The reason I had given up on presently was a folder from a plumbing supply house with information about “. . . the pressure tanks we are now presently making at this time . . .” I didn’t feel man enough to
contend after that, other than to lament that our school system turns out advertising writers. I used to take folders like that and write all over them that the present tense of the verb takes care of the “now,” and of “at this time,” and that “presently” has nothing to do with either. So I gave up, and now at this time I am presently embracing the people-person bit.

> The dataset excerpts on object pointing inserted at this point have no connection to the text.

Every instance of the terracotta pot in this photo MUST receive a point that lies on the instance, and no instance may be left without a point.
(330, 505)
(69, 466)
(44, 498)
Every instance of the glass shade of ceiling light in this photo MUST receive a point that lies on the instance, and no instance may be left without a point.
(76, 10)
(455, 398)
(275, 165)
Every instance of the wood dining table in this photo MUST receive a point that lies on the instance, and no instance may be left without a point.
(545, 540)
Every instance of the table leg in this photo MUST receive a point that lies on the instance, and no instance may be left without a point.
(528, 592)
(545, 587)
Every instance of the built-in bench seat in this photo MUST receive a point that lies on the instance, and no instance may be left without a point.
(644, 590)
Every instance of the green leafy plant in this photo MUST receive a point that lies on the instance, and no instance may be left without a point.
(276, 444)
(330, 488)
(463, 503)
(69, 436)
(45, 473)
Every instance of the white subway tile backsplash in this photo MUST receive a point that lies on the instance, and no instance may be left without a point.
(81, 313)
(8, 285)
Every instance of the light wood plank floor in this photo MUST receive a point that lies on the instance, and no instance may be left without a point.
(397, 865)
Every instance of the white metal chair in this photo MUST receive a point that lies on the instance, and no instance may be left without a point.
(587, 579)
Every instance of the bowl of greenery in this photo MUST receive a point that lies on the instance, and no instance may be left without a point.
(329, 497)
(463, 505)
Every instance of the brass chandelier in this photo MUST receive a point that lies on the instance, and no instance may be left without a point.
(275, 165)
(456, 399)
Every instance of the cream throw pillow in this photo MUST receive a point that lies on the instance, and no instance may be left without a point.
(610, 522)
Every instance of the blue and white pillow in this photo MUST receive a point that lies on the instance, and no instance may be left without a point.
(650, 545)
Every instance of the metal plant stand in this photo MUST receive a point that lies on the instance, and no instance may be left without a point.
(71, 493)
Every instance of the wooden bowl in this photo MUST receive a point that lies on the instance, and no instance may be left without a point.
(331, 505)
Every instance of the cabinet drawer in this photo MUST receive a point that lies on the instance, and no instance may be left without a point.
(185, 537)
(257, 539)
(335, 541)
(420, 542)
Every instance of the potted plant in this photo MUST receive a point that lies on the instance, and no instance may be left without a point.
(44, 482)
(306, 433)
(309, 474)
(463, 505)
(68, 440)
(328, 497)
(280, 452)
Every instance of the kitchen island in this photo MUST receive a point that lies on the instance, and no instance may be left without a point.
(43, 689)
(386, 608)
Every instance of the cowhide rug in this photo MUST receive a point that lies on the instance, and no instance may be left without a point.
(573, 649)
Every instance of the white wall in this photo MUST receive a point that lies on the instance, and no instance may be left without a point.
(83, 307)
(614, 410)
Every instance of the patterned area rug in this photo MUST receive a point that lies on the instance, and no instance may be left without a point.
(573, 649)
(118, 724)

Somewhere I acquired a sheet of sticker stamps, for putting on letters, put out by the YMCA and saying, “Send a Boy to Camp.” I use one now and then, and cross out the word “boy” and write in, “person.” A small remonstrance and ineffective, but a start. The difference between male and female is not political, social, psychological, and even philosophical, but strictly biological, and it was recognized by humanity and language long ago. One summer not long ago one of our Maine timberland owners agreed to participate in a university program. A group of forestry students would come to live in and study the operation of a lumber camp. When the students arrived, the group had fourteen boys and one girl. There is nothing that says a young lady can’t study forestry, but there remain numerous reasons why one should not attend a lumber camp. The university had gratified the liberationists, but the camp was not yet ready for the girl who came.
The professor who was in charge of the bisexual, if top-heavy, summer program did the only thing possible—he went to the boss of the camp to suggest that arrangements be made so the young lady could have discreet accommodations in the boss’s camp. No way. The boss of a camp wouldn’t let God Almighty share. So, you see, the word “person” is no good if it needs another word to make it clear. Fifteen persons is not the same as fourteen boys and one girl.
It’s likely, and I admit it, that Maine may resist the desexing effort longer than some places. For one thing, the word “person” usually suggests somebody not worth further identity. “Some person came to buy a pig while you were gone,” wife to husband on his return.